We’re failing at answering malware and hacked site questions in groups on Facebook, that are dedicated on helping people learn and troubleshoot WordPress. When it comes to malware and cleaning up websites, when I see someone post about it in a WordPress help group on Facebook, I cringe. Why? Because I know what type of dumb answers are going to be shared, and they aren’t always a completely true or thorough answer.
How we are failing at helping people learn about hacked sites and malware in WordPress
Some of the answers are usually:
- Use this plugin or that plugin.
- Make the host clean it it for free.
- Statement: Malware is so easy to to remove. It’s always so obvious.
- Use this malware cleanup service or that service.
- Do a scan and remove the files that come up.
There’s more that I’ve seen on different WordPress support groups over on Facebook, but generally, a lot of them are somewhat similar to this list.
Use this plugin or that plugin
A malware plugin or security plugin is not always going to pick up all malware. Even Clam AV and other outside scanners don’t pick up every type of possible infection.

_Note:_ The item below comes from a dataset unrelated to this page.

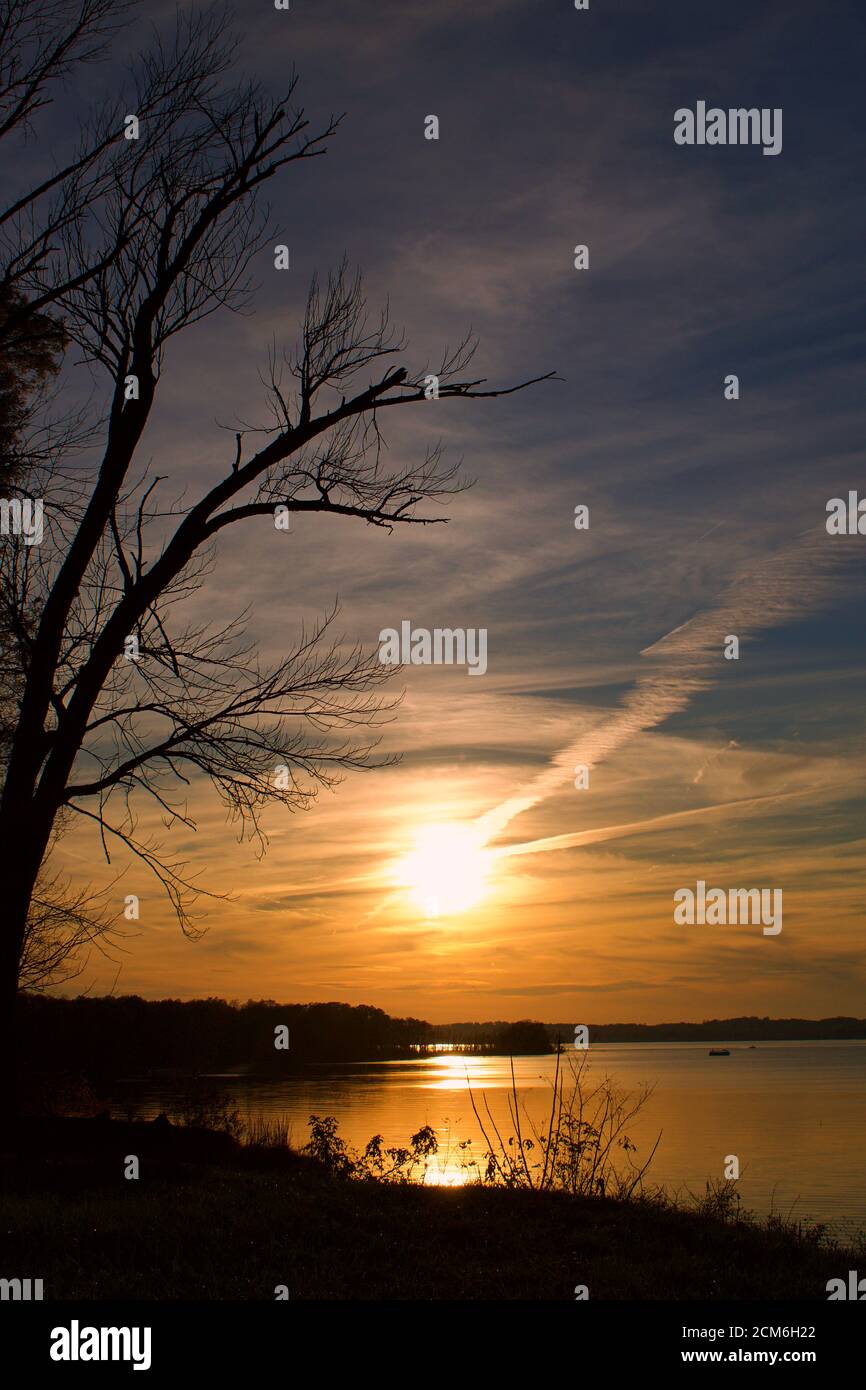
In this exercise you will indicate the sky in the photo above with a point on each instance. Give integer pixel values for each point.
(535, 898)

Make the host clean it it for free
The web host is not responsible if you use bad passwords (for the host, FTP/sFTP, database, WordPress), don’t update your site (WordPress core, outside scripts, plugins, themes), or have working clean backups (which would save you more headaches from cleaning, both time and money). YOU ARE RESPONSIBLE FOR YOUR WEBSITE. They won’t clean it for free unless it’s actually part of an add-on security service you previously purchased. Frankly, it’s even in most web host terms of services that you should be keeping any running scripts up-to-date too. That’s why, in some web hosts, they suspend your site until it is cleaned.
Statement: Malware is so easy to to remove. It’s always so obvious.
FALSE! FALSE! FALSE! Because there are cases that some malware and website virus scanners do no pick up everything, some things, are not so obvious. I’ve seen some really badly infected sites over the years, even multiple types of infections, and I’ve cleaned a few thousands sites in the past decade and a half. Some I’ve had to manually hunt it down. Some sites were so hacked that no files and a database was left. Some sites, ALL of it was gone, and the website owner didn’t have a single backup (even with the host.)
This type of statement usually comes from someone arrogant and knowledgeable enough in malware cleanup and security, but usually not advanced enough. People who know better and have seen the worst of what can happen, don’t say this type of thing.
Use this malware cleanup service or that service.
Great! But what if the person wants to try it themselves first? Why not nudge them in the direction of a tutorial first, THEN you can suggest a service. I like making money, but I’d rather at least give them the option of trying it out and also the option of choosing a service. Be helpful before selling something. They will choose what will work for them, and frankly a tutorial may give them the idea of whether they really want to tackle cleaning up and re-securing their website.
Do a scan and remove the files that come up.
Okay? Sure. That’s all?
NO IT IS NOT THAT SIMPLE. This type of answer helps no one. It doesn’t even address putting a security method in place and even other important things. It doesn’t address redoing all passwords, or even a backup plan. This is an incomplete answer. In this case, don’t even answer if you can’t be bothered to provide a proper sequence of steps to removing malware and securing site, as well as other preventative security tips.
How can we add more value to the WordPress malware support questions?
Let’s be more helpful and thoughtful. The majority of users join WordPress support groups to either get help, network, share knowledge, and in some groups, even make money or promote their brand. The problem is, that incomplete answers don’t really help anyone. It’s like throwing a lifesaver to a drowning person, but not doing anything to help lead them back to safety.
One of the pain points in the WordPress community is getting newbies help, whether just sharing a link to a proper tutorial resource, or giving them directions. It only takes moments, and believe me, from experience, they’ll appreciate it. If you’re burnt out, sit back and let someone else do it.
However, for those in the community who know security and know where some really great basic tutorials are, I’ve got a challenge for you. If you see a thread for malware and hacked questions, and the majority of the comments are incomplete answers to thoroughly cleaning an infected site, jump in and send them in the right direction. Don’t be afraid to point out that while some of the answers are right, they are not going to completely help them.
If you have done this, fantastic! It brings me joy to see that a new WordPress user has been helped.